Sent from my Pixel 2 using Tapatalk
 

big residual

Passed Driver's Ed
Location
US
Definitely upgrade to SRF or RBF600/660 for brake fluid. Much higher wet and dry boiling points, less likely to let you cool your fluid. I change out every 2 mos or so during track season, which is probably 4-6 events. I think it’s paranoid but healthy. Pads last me a long time, rotors were only down 1-2 mm after a full season—caveat: I run a StopTech BBK on my R and it makes brake life easier overall.
 

NoGodGetOverIt

Autocross Champion
Location
NC
Car(s)
2017 GTI SE/DSG
Are you still on the stock Cinturatos? Looks like you were holding the corners pretty well!
 

Mini7

Autocross Champion
Location
Charlotte, NC
Car(s)
2017 GTi Sport PP
Really, a set of pads gone after one track day? I have yet to do my first one, but sounds this will cost me more than I thought.

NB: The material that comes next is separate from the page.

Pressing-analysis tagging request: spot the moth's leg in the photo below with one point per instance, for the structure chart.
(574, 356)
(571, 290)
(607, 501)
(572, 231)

Sent from my Pixel 2 using Tapatalk

I have 6-days and 5000 miles on my pagids. Still plenty of life left in the pads. I’m saying that I would get stock pads to fade were I to run them on track. Once they are glazed due to excessive heat they are pretty much toast and not effective in slowing you down. If you are going out for the first time you may be OK depending on how you use the brakes. But if you have progressed out of the novice run groups you will be starting to compress your brake zones. Stock pads are going to fade. My PP rotors have minimal wear with the pagid pads but have heat cracks. Still useable on the road but for another 2-day track weekend, I would not be comfortable using them so they will be replaced. It’s just not worth the risk.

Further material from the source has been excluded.